13. How does the Bible book of Proverbs stress the need to correct children when they deliberately do what is wrong?
13 There will be times when this calls for more than just telling the child what is right. When he deliberately does what he knows to be wrong, stronger action is required to impress the seriousness of the matter on him. Wisely the Bible observes: “Foolishness is tied up with the heart of a boy; the rod of discipline is what will remove it far from him.” (Proverbs 22:15) Due to inherited imperfection children are born with a tendency to do what is bad, so they need correction. A loving parent will not neglect this. As Proverbs 13:24 says: “The one holding back his rod is hating his son, but the one loving him is he that does look for him with discipline.”
14. How should discipline be administered in a Christian home, and with what good results?
14 Discipline that is administered in love has the lasting good of the child in view. It is not done in violent bursts of anger or with loud screaming of threats. That is not the Christian way. (Ephesians 4:31, 32) There must be firmness, but soundness of mind should also prevail. The parents themselves should be setting a good example, not just to put on an appearance of righteousness—children quickly see through that—but honestly, sincerely. And if they do so, the children will be helped to realize that God’s righteous principles rule the household, and not just unreasonable whims or temporary moods. The young ones will not fear that they will be the victims of unjust punishment. Rather, they will associate punishment with the breaking of proper rules of good conduct.

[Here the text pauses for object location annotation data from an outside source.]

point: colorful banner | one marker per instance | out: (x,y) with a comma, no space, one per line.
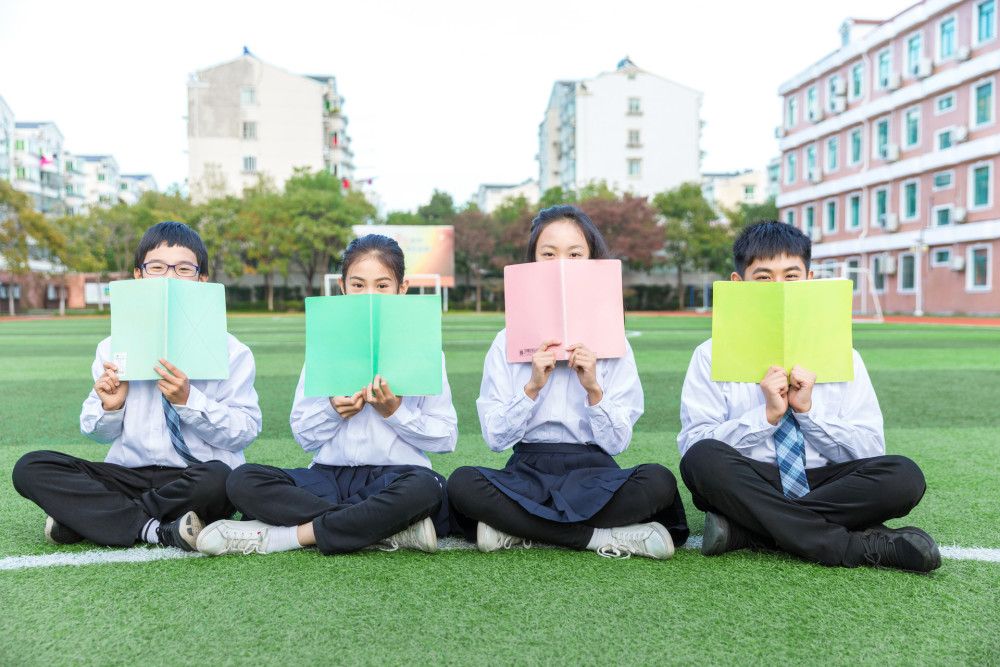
(427,249)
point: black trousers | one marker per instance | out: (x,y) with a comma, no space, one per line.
(270,495)
(650,494)
(822,525)
(108,504)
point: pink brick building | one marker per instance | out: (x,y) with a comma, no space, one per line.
(889,156)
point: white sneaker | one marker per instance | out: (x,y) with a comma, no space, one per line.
(490,539)
(642,539)
(234,537)
(420,535)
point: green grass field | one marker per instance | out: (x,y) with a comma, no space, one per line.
(938,388)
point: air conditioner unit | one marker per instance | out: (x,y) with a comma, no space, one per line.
(890,152)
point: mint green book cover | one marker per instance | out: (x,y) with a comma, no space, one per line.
(182,321)
(352,338)
(756,325)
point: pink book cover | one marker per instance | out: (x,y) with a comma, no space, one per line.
(572,301)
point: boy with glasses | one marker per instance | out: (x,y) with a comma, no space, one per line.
(173,441)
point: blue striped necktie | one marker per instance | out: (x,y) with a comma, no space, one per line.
(174,427)
(790,449)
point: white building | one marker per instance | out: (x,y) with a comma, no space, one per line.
(6,140)
(38,150)
(132,186)
(102,180)
(247,118)
(634,130)
(491,196)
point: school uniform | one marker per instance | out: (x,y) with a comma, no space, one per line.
(562,480)
(729,463)
(144,476)
(370,477)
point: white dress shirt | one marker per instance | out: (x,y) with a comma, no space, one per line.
(844,423)
(221,417)
(420,424)
(560,412)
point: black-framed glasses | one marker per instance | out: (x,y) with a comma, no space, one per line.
(182,270)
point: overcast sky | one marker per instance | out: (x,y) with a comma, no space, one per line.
(443,95)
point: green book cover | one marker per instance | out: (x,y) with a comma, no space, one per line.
(352,338)
(182,321)
(756,325)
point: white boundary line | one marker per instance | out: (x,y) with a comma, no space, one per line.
(147,555)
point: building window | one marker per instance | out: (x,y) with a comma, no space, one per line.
(984,103)
(884,63)
(977,271)
(982,186)
(944,180)
(881,137)
(854,212)
(857,80)
(944,103)
(856,146)
(943,139)
(946,38)
(986,21)
(941,257)
(909,202)
(907,274)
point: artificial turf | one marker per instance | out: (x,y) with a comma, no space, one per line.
(937,387)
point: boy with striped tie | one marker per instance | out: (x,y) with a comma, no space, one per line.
(173,441)
(791,465)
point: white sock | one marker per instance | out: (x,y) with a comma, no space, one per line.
(148,532)
(600,537)
(282,538)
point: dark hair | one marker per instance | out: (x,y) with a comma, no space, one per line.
(170,233)
(595,242)
(768,239)
(382,248)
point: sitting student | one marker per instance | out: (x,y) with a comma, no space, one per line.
(173,441)
(565,421)
(370,480)
(793,465)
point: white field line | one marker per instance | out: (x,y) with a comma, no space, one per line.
(146,555)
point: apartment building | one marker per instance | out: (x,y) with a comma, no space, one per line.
(632,129)
(246,118)
(889,157)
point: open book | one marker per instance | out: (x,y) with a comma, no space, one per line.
(352,338)
(182,321)
(572,301)
(756,325)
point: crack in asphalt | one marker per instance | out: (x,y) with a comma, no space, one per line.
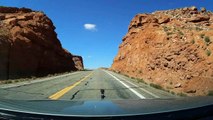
(102,94)
(73,96)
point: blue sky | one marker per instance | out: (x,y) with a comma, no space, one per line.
(95,28)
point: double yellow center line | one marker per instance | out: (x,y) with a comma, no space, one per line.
(60,93)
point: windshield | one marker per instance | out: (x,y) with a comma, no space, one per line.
(105,50)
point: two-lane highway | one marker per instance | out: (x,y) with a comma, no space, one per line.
(83,85)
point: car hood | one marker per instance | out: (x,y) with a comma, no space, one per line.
(105,108)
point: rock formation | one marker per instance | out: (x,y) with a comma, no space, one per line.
(170,48)
(29,46)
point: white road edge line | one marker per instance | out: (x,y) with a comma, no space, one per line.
(135,92)
(141,88)
(4,86)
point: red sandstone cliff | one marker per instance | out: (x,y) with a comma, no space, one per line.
(170,48)
(29,45)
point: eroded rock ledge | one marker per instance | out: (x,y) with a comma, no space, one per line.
(171,48)
(29,45)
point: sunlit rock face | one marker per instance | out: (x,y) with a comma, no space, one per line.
(29,45)
(170,48)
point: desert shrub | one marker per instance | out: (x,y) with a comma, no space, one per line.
(210,93)
(207,40)
(208,52)
(202,35)
(181,94)
(180,33)
(198,29)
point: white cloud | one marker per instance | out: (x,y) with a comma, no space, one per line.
(91,27)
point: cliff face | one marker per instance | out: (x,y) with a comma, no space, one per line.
(170,48)
(29,45)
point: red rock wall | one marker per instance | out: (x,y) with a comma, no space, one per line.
(29,45)
(166,48)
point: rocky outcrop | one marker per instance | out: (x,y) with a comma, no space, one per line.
(170,48)
(29,45)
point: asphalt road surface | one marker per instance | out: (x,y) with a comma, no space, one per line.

15. (a) What should children be taught with regard to: Lies? Theft? Sexual immorality? (b) How can parents train their children so they will do what is right even when away from the parents?
15 Among the righteous principles from the Bible that deserve serious family discussion are those having to do with godly moral standards. Children need to be taught, for example, that “everyone liking and carrying on a lie” is detestable to Jehovah. (Revelation 22:15; Proverbs 6:16-19) Theft, too, in all its various forms, should be seen as a violation of God’s moral standard. (Ephesians 4:28; Romans 13:9, 10) These young folks need to be warned, in a way that they will understand, against sexual immorality and anything that may lead to it. (Ephesians 5:5; Proverbs 5:3-14) Discuss together as a family the various problems that arise at home, at school and in play. Reason together on the scriptures that show the kind of conduct that is pleasing to God. In this way the children will learn to apply the Bible in their own lives. It will be a safeguard, so that even when children are away from their parents the admonition they have received will continue to guide them.—Proverbs 6:20-23.
16. (a) What does the Bible say as to the effect of bad companions? (b) So how can parents show wisdom with regard to their children’s choice of companions?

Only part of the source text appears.